For it is only through the eyes of children (and especially grandchildren) that we truly understand the magic of Christmas. It is in their perfect happiness and wonder on Christmas morning that we get past the embarrassment of the Christmas party miscues, the insanity of Christmas shopping, and the anxiety that we feel over the added calories from a Christmas dinner or the candy that we pilfer from stockings.
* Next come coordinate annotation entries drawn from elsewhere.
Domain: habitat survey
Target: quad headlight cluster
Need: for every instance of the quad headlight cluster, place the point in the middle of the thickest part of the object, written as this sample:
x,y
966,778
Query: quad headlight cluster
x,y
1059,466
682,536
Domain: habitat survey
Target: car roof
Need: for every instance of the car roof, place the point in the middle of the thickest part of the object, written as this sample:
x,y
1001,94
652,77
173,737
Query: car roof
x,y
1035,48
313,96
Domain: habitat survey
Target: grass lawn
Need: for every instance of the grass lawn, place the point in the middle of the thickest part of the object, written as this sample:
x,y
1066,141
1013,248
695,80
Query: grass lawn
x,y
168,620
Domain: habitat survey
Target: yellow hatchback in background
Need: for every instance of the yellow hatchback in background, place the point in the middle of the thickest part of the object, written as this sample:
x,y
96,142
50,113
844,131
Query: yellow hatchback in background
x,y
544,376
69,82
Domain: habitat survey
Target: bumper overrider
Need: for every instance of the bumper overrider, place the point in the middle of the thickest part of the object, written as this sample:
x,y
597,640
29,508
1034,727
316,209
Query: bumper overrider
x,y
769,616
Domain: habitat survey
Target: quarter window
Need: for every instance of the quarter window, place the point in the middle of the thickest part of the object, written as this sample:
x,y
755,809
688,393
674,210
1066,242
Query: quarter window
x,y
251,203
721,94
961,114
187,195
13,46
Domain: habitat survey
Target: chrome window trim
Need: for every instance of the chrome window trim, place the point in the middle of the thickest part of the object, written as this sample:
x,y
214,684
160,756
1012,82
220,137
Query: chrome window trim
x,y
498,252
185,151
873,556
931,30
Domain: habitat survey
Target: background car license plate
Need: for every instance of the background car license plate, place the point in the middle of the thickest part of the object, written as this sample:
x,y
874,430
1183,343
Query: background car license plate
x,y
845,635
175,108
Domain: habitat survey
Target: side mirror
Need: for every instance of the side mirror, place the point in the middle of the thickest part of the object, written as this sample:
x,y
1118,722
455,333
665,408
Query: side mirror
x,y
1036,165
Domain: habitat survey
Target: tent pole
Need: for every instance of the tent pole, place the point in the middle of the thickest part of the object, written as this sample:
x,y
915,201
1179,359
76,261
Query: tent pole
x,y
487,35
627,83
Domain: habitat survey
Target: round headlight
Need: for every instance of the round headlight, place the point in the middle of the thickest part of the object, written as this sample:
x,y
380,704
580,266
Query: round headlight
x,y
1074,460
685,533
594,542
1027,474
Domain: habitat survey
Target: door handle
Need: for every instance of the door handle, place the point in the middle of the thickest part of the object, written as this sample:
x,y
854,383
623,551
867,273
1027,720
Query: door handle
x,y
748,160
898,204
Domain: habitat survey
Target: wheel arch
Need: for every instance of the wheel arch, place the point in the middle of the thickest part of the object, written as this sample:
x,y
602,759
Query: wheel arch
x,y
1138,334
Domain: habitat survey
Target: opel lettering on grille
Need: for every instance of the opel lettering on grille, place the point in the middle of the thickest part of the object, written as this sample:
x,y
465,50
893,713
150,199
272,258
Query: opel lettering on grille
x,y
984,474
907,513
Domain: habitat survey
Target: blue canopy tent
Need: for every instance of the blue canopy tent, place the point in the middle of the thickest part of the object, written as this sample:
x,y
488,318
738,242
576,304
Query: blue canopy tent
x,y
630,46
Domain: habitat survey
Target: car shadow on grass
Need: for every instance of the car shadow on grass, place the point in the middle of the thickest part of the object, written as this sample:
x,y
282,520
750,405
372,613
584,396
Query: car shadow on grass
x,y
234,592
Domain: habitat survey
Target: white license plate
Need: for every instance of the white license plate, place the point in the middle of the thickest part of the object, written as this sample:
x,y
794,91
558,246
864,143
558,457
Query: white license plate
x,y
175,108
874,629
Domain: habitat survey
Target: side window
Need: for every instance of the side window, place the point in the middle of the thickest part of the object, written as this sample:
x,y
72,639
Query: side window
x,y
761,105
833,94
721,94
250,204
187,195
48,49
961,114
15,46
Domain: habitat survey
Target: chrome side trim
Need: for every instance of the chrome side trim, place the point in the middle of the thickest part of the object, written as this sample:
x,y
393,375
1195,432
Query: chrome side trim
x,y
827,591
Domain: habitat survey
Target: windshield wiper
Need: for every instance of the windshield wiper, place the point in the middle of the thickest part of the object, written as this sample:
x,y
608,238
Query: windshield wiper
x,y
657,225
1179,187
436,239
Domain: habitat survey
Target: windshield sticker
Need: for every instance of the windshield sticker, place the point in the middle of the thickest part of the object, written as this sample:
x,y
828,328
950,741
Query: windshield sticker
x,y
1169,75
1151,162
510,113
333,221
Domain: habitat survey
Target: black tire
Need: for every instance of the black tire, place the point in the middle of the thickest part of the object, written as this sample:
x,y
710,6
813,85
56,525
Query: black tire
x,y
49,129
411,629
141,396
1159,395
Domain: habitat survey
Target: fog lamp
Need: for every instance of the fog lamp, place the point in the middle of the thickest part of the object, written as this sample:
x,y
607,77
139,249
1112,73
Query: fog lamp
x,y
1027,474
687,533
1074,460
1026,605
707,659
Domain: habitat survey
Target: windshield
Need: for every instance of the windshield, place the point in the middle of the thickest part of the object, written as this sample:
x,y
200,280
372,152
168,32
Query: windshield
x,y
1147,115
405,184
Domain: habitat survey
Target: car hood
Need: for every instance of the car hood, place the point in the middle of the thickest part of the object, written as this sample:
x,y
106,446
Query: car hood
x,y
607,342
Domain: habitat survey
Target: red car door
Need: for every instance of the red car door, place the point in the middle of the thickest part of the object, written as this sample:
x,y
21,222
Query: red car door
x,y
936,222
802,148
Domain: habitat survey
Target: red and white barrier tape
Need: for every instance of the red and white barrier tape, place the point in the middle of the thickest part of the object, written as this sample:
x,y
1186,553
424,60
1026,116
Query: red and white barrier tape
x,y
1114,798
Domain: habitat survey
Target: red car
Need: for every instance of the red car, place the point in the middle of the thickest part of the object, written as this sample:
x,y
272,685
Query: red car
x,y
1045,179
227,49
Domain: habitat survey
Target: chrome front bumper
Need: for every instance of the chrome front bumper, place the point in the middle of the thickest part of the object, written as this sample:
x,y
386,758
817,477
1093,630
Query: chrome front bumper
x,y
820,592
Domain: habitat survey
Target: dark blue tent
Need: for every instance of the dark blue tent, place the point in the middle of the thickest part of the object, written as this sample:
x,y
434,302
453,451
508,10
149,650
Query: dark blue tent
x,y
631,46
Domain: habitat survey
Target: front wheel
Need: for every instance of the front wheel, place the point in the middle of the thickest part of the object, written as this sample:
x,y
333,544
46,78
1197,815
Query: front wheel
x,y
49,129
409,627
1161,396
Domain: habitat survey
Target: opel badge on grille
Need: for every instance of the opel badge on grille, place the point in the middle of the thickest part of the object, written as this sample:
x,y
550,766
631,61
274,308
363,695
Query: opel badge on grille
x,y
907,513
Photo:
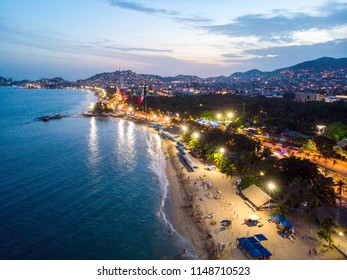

But before I can begin to fully get myself in the spirit of the Holiday however, I must take a deep breath. Before I can take my place once again as the jolly old guy with a beard and a weight problem, I must find some serenity. Before I begin to obsess over my shopping list and have to brace myself for a trip or two to shopping malls that qualifies as torture under the rules of the Geneva convention, I must find a little piece of mind. While I do that, let me take just a moment to wish all of you some of the same. I have a feeling that we'll all need it.